A former Washington correspondent for Quartz, a mobile media startup launched in 2012, LeVine also served as a foreign correspondent for the Wall Street Journal for 18 years.
LeVine’s experience at a print publication inspired him to develop an innovative platform that preserves journalistic integrity, he said.
“The main thing from print days pulled into Axios is the standards, the expectation that you’re telling something new. You’re not regurgitating what other people wrote; you’re not just stirring the soup and telling the story better,” LeVine said. “You are truly advancing the conversation.”
Working at a print publication provided the standards for accuracy for online journalism, Johnston said.
“Some of what I’ve learned going back all the way to The Hoya when I had editors yelling at me was rigorous journalism,” Johnston said. “It’s being precise and being factually accurate and writing clearly and concisely, not just throwing up words on the Internet and saying that’s good enough. There’s a real traditional newsroom culture of getting it right and, if you get it wrong, owning up to that, and that’s a great way to build reader trust.”
A recent partnership between Axios and HBO has led to a four-part documentary series on current political events, such as the experiences of female candidates running in elections.

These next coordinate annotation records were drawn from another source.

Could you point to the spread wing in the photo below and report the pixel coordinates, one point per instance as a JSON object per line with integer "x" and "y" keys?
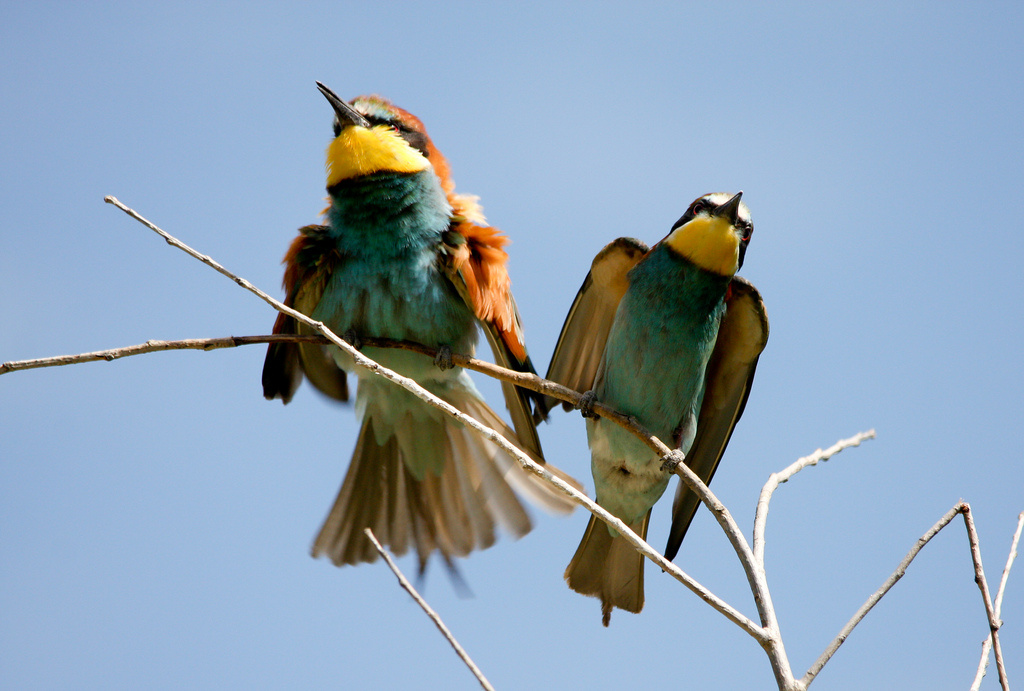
{"x": 475, "y": 263}
{"x": 741, "y": 337}
{"x": 581, "y": 345}
{"x": 309, "y": 261}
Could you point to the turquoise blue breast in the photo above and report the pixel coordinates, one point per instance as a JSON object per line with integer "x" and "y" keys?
{"x": 388, "y": 229}
{"x": 664, "y": 333}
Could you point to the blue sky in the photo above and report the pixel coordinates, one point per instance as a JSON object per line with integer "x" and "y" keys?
{"x": 156, "y": 513}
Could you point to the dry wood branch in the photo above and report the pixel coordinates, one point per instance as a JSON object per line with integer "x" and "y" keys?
{"x": 403, "y": 581}
{"x": 152, "y": 347}
{"x": 775, "y": 479}
{"x": 762, "y": 636}
{"x": 979, "y": 577}
{"x": 986, "y": 647}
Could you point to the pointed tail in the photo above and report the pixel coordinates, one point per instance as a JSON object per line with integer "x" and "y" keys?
{"x": 608, "y": 567}
{"x": 431, "y": 483}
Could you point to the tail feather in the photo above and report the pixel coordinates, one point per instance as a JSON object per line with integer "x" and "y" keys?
{"x": 432, "y": 484}
{"x": 608, "y": 567}
{"x": 538, "y": 490}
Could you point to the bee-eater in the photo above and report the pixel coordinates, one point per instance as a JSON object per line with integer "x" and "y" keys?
{"x": 671, "y": 336}
{"x": 401, "y": 256}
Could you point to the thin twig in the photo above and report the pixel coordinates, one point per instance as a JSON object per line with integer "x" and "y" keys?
{"x": 775, "y": 479}
{"x": 763, "y": 637}
{"x": 403, "y": 581}
{"x": 155, "y": 346}
{"x": 878, "y": 595}
{"x": 986, "y": 647}
{"x": 979, "y": 577}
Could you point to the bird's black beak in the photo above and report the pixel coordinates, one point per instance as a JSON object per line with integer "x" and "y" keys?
{"x": 346, "y": 114}
{"x": 729, "y": 210}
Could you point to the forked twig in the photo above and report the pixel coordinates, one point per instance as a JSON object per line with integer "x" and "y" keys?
{"x": 403, "y": 581}
{"x": 979, "y": 577}
{"x": 986, "y": 647}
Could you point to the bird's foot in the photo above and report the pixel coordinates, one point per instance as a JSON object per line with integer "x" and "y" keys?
{"x": 443, "y": 358}
{"x": 672, "y": 462}
{"x": 586, "y": 404}
{"x": 352, "y": 339}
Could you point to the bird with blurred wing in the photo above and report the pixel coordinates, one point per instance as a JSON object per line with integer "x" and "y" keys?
{"x": 671, "y": 336}
{"x": 401, "y": 256}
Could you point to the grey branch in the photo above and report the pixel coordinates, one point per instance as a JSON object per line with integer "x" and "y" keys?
{"x": 768, "y": 634}
{"x": 775, "y": 479}
{"x": 986, "y": 647}
{"x": 878, "y": 595}
{"x": 403, "y": 581}
{"x": 979, "y": 577}
{"x": 152, "y": 347}
{"x": 761, "y": 635}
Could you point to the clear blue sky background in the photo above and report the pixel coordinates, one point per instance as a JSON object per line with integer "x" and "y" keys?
{"x": 156, "y": 513}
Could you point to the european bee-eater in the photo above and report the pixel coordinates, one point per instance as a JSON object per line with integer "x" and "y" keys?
{"x": 400, "y": 255}
{"x": 671, "y": 336}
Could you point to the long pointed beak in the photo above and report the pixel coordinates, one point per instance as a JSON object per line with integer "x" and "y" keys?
{"x": 346, "y": 114}
{"x": 729, "y": 210}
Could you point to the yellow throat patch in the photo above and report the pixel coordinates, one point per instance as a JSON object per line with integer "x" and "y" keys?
{"x": 358, "y": 152}
{"x": 709, "y": 242}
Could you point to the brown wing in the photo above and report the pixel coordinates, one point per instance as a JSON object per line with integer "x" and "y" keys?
{"x": 475, "y": 263}
{"x": 581, "y": 345}
{"x": 741, "y": 337}
{"x": 308, "y": 265}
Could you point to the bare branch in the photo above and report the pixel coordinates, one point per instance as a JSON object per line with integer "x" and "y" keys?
{"x": 979, "y": 577}
{"x": 878, "y": 595}
{"x": 763, "y": 637}
{"x": 152, "y": 347}
{"x": 403, "y": 581}
{"x": 775, "y": 479}
{"x": 987, "y": 645}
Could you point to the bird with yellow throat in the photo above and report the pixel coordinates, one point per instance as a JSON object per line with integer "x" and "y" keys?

Partnering with HBO gave Johnston an understanding of the value of different media in effective news storytelling, he said.
“Sometimes the best way to tell a story is just in text, text and words,” Johnston said. “But often the best way to tell a story is visually, and that can be either through illustration or a chart or a data visualization, but also through video, and the work with HBO has helped us learn a lot about adding that tool to our arsenal.”
LeVine’s teaching experience at Georgetown has highlighted the importance of being consistently accurate and prepared in both journalism and in the classroom, he said.
“Students will call you out. Students have their laptops open; they are searching the internet while you are talking,” LeVine said. “You have to be on top of your game, and because of that, I’m on top of my game in journalism.”
This article has been updated to correct the launch date of Axios.